San Francisco-based start-up Guide Labs has open-sourced an 8 billion parameter large language model (LLM) designed with inherent interpretability. The model, named Steerling-8B, features a novel architecture that allows every token it generates to be traced back to its origins within the training data, a significant step towards solving the "black box" problem in artificial intelligence.

The company was founded by CEO Julius Adebayo and chief science officer Aya Abdelsalam Ismail. Adebayo's PhD research at MIT, including a widely cited 2020 paper, challenged the reliability of existing methods for understanding deep learning models and ultimately led to this new approach to building LLMs.

Engineering Understanding from the Ground Up

The core innovation is a "concept layer" inserted into the model that buckets data into traceable categories. "The kind of interpretability people do is…neuroscience on a model, and we flip that," Adebayo told TechCrunch. "What we do is actually engineer the model from the ground up so that you don’t need to do neuroscience."

This method requires more upfront data annotation, though the team used other AI models to assist in training Steerling-8B as their largest proof-of-concept to date. Guide Labs claims the model achieves approximately 90% of the capability of existing frontier models while using less training data.

Applications and Industry Need

Adebayo argues this interpretable architecture addresses a critical need across multiple sectors.
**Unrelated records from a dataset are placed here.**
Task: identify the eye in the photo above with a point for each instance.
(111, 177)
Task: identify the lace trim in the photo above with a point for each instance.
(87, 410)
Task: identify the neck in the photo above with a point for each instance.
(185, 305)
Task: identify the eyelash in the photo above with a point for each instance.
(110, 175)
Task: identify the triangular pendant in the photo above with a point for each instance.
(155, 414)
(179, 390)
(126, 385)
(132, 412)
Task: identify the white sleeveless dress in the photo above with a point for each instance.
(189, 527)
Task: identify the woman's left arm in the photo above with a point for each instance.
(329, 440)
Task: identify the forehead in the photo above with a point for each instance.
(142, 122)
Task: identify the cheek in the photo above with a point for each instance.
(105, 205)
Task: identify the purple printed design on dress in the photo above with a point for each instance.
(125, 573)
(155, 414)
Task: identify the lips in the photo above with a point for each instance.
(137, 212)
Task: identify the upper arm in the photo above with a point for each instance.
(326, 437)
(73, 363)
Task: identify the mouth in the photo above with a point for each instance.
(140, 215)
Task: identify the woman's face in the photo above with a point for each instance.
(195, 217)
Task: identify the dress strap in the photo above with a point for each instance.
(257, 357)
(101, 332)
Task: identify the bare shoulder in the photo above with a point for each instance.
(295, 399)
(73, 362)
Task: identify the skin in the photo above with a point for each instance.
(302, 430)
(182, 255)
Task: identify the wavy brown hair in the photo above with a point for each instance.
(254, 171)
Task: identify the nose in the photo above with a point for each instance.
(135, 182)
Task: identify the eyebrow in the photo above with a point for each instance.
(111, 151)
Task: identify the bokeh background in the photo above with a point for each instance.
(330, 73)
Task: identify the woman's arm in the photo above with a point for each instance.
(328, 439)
For consumer-facing LLMs, it could enable builders to block the use of copyrighted materials or better control outputs concerning violence or drug abuse. In regulated industries like finance, it could ensure models evaluate loan applicants based on financial records without considering protected characteristics like race.

The technology also holds promise for scientific work, such as protein folding, where scientists require insight into why a model arrives at a successful combination. "This model demonstrates is that training interpretable models is no longer a sort of science; it’s now an engineering problem," Adebayo stated.
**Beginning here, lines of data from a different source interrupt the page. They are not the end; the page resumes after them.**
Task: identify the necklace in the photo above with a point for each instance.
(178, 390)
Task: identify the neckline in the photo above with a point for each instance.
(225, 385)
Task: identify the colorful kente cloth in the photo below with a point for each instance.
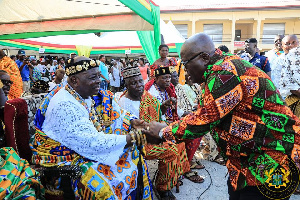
(247, 118)
(17, 179)
(186, 97)
(171, 115)
(291, 80)
(172, 62)
(65, 135)
(191, 145)
(10, 66)
(172, 157)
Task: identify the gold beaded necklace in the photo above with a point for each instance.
(92, 114)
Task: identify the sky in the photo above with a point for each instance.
(167, 3)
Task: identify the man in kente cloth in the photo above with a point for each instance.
(172, 157)
(74, 128)
(254, 129)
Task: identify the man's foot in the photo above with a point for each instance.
(197, 165)
(220, 161)
(194, 177)
(166, 195)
Future Development and Funding

Guide Labs, which emerged from the Y Combinator programme and secured a $9 million seed round from Initialized Capital in November 2024, plans to build a larger model. The next steps include offering API and agentic access to users. The company maintains that its approach does not eliminate the emergent behaviours that make LLMs powerful, noting the model still discovers its own "concepts," such as quantum computing.

"Democratising inherent interpretability is actually going to be a long term good thing for our our within the human race," Adebayo said. "As we’re going after these models that are going to be super intelligent, you don’t want something to be making decisions on your behalf that’s sort of mysterious to you."